Tú eres mi única familia. Te quiero no sólo por ser mi sobrino sino porque eres el hijo de mi querida Marie, mi hermana del alma, con la que compartí tantos y tantos hechos y a la que la desgracia se llevó tan pronto y tan injustamente. Sí, podrás pensar que los que nos dedicamos a la filosofía tenemos recursos para entender el mal y el dolor. Pues no, estamos tan desasistidos como cualquier otro. No tenemos explicaciones, quizá no las haya, qué sé yo. Sólo queda callar, apretar los dientes y seguir adelante.
 No dudes de mi afecto aunque sé que el testamente te habrá sorprendido y hasta es posible que te haya enojado o te haya hecho pensar que significas poco para mí. Nada más lejano a la realidad. Pero hay otras personas a las que debo mucho y espero que estas líneas te hagan comprenderlo.
Mi relato tiene que empezar en 1977, cuando yo tenía dieciocho años (mi hermana tenía veintiocho y estaba ya casada con tu padre) y me arrastraba por la facultad de derecho suspendiendo casi todas las asignaturas del primer curso. Sí, tú me has conocido siempre como un hombre dedicado a elucubrar sobre el mundo y la vida, alegre y campechano a la vez que trabajador y responsable, una persona respetable, profesor y escritor de cierta fama. No fue siempre así. En el 77, yo dedicaba mis horas al alcohol y a las juergas, malgastaba el dinero de tus abuelos y estaba predestinado a ser un fracasado.
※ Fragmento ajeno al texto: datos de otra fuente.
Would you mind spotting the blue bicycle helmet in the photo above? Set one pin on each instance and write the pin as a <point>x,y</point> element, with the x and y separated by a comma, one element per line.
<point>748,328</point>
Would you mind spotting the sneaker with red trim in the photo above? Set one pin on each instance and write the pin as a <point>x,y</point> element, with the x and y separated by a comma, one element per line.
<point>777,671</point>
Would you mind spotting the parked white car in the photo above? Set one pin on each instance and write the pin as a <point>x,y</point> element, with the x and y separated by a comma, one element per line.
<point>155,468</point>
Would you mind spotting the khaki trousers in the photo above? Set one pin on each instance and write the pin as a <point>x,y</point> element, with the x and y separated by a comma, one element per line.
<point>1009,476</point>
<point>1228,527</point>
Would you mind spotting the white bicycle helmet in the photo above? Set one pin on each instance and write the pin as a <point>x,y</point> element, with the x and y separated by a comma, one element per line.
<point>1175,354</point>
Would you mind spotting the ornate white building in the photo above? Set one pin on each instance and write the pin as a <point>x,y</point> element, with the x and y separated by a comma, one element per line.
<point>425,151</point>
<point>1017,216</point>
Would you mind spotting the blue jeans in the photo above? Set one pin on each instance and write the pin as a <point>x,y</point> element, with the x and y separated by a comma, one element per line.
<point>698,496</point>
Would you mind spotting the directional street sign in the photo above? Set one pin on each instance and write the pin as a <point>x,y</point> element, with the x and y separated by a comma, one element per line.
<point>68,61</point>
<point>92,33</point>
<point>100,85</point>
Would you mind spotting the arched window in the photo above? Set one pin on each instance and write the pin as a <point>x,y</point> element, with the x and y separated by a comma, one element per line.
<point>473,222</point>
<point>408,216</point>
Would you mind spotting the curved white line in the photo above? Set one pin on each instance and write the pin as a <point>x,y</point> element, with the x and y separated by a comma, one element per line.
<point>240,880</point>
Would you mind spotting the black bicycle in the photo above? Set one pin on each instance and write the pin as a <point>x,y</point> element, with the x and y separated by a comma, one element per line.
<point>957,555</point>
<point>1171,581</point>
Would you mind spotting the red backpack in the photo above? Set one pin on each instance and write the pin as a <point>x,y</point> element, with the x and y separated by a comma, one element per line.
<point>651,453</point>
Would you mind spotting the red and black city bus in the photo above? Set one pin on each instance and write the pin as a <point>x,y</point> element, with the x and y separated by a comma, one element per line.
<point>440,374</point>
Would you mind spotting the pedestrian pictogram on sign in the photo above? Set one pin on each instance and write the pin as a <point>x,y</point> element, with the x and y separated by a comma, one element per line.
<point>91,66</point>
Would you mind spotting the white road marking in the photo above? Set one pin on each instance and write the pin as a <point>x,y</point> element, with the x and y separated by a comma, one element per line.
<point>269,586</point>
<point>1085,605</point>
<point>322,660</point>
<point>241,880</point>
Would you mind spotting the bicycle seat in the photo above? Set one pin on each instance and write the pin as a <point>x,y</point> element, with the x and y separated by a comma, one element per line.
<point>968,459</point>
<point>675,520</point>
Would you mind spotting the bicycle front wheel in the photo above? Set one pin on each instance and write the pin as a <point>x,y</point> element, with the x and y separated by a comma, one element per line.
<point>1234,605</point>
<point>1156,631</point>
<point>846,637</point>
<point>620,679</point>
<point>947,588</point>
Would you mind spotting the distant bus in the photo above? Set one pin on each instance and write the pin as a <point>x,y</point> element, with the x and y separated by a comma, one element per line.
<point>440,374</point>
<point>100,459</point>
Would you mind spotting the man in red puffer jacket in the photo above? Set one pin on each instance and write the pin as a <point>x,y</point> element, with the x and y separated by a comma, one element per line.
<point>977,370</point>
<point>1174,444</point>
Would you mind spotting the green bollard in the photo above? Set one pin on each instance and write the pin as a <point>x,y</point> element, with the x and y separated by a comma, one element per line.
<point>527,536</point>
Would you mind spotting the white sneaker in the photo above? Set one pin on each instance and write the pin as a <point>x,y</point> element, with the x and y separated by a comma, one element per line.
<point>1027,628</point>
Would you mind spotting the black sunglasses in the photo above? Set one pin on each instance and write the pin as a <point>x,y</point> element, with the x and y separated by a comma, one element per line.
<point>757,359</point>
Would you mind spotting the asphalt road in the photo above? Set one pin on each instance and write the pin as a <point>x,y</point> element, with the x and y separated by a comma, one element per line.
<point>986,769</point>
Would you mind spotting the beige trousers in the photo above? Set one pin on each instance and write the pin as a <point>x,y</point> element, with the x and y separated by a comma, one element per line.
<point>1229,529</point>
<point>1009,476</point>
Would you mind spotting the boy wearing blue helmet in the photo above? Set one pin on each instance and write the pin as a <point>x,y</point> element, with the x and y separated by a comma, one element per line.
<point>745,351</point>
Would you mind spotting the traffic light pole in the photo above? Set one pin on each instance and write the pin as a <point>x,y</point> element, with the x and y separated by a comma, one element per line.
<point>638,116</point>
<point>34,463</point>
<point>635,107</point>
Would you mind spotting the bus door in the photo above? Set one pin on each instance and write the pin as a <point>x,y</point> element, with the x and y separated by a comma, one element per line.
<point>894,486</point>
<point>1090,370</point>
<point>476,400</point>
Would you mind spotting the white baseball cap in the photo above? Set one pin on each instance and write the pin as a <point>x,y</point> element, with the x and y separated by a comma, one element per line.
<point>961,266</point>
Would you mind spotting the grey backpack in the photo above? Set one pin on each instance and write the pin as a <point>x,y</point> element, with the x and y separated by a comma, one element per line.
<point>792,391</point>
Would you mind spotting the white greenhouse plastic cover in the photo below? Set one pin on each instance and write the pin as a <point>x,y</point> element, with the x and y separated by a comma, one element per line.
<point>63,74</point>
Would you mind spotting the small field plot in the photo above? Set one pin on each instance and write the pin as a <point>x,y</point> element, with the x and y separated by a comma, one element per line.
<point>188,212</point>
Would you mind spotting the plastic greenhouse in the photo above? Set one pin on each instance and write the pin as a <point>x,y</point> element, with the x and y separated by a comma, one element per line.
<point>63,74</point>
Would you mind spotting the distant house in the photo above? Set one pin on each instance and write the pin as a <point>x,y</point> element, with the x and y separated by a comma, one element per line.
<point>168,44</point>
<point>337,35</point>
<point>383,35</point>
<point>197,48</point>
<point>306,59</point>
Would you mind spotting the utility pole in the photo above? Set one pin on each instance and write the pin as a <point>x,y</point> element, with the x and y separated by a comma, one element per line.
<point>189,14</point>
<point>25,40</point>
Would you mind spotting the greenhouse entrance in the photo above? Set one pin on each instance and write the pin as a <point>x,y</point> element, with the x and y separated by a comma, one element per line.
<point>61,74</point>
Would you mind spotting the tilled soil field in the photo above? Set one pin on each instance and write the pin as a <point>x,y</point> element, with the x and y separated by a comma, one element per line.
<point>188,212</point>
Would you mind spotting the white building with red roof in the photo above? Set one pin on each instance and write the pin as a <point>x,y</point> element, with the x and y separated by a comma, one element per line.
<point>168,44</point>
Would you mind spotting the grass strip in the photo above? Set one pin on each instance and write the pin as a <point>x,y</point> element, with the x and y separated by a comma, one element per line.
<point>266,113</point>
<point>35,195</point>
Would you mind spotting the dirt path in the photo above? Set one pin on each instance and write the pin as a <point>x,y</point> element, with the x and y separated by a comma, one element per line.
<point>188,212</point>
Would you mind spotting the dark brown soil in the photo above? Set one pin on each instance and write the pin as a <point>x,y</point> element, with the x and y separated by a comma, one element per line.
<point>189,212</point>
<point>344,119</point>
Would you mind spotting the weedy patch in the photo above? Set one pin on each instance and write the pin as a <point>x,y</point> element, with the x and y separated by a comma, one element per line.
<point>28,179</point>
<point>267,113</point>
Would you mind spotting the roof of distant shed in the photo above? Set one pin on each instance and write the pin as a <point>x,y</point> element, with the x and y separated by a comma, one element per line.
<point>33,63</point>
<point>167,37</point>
Sonreí para mí. Así que el tío Jean, el filósofo, el preclaro pensador, se había puesto en su juventud ciego cada noche de gin-tonics y chupitos. Quién lo iba a decir. Continué leyendo.

Como te puedes imaginar, no tenía un chavo y entre mis prioridades no estaba precisamente el comer. Acababan de abrir un restaurante vietnamita cerca del Boulevard Garibaldi, una taberna pequeña con unas pocas mesas y una barra separada de aquellas por una estantería con libros. Se llamaba L’Ami Fidèle ¿Te lo puedes imaginar? Un bar en el que además de comer y beber, podías leer. Una excentricidad en el París de aquellos años. Y, sobre todo, era muy barato. No es de extrañar que mis amigos y yo acabáramos pasándonos por el lugar casi a diario.
Pronto conocimos al dueño, un tipo aún más excéntrico que el propio establecimiento. Era un hombre delgado, incluso algo huesudo, con anteojos anticuados y redondos, de rasgos asiáticos, casi cumplidos los cuarenta, elegante en el vestir y en sus modales, culto a todas luces y con un francés rebuscado de fuerte acento asiático. Te puedes imaginar su nombre. Nguyen Van Tuan.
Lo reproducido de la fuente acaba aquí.